Existing-home sales as measured by the National Association of Realtors are underperforming the rate supported by current market conditions, according to First American’s latest Potential Homes Sales model.
The gap between actual existing-homes sales and their potential for the month of September is an estimated 453,000 sales or 7.8 percent, “due to supply constraints caused by existing homeowners’ reluctance to list their homes for sale for fear of not being able to find a home to buy,” said the report.
“Additionally, Hurricanes Irma and Harvey may negatively impact actual existing-home sales regionally, but only temporarily.

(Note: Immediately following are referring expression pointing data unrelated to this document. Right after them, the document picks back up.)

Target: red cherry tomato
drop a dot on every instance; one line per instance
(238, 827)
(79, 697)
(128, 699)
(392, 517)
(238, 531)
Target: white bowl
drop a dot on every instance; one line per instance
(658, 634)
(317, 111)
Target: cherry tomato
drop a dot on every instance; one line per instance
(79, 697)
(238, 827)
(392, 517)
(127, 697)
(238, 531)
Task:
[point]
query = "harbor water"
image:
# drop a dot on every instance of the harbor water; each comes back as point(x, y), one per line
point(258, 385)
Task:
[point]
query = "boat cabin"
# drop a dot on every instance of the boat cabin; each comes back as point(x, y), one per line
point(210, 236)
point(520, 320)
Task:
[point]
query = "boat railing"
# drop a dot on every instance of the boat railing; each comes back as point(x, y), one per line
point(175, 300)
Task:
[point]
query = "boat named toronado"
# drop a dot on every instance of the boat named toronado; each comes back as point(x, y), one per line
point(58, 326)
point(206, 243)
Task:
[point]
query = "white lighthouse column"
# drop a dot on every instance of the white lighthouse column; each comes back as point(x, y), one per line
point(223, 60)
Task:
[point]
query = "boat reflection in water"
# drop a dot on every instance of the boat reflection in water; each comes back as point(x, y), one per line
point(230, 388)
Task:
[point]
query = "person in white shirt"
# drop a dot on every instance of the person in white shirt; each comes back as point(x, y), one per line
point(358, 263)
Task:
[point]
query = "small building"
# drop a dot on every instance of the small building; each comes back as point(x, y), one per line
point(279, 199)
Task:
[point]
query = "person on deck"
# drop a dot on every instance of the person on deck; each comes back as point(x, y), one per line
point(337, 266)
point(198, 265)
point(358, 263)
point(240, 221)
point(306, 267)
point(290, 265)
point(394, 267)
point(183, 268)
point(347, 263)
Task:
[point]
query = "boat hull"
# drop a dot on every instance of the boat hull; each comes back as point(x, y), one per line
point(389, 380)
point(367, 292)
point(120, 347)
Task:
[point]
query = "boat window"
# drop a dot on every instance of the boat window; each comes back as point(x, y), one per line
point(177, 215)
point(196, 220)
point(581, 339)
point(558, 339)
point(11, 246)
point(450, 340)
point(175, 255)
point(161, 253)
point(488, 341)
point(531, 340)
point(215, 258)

Based on data from previous natural disasters, homebuying usually rebounds as households recover from the disruption of natural disasters,” the report added.About the potential home sales model
First American’s potential home sales model measures what they believe is a healthy market level of home sales based on the demographic, economic and housing market environments.
Potential home sales measures existing-homes sales based on the historical relationship between existing-home sales and U.S. population demographic data, U.S. income and labor market conditions, U.S. housing market price trends and financial market conditions.
When existing-home sales are significantly above potential home sales, an increased likelihood of market correction occurs because the turnover rate is not supported by the market. When the SAAR of existing-home sales is below the level of potential existing-home sales, it means market turnover is underperforming the rate supported by current conditions.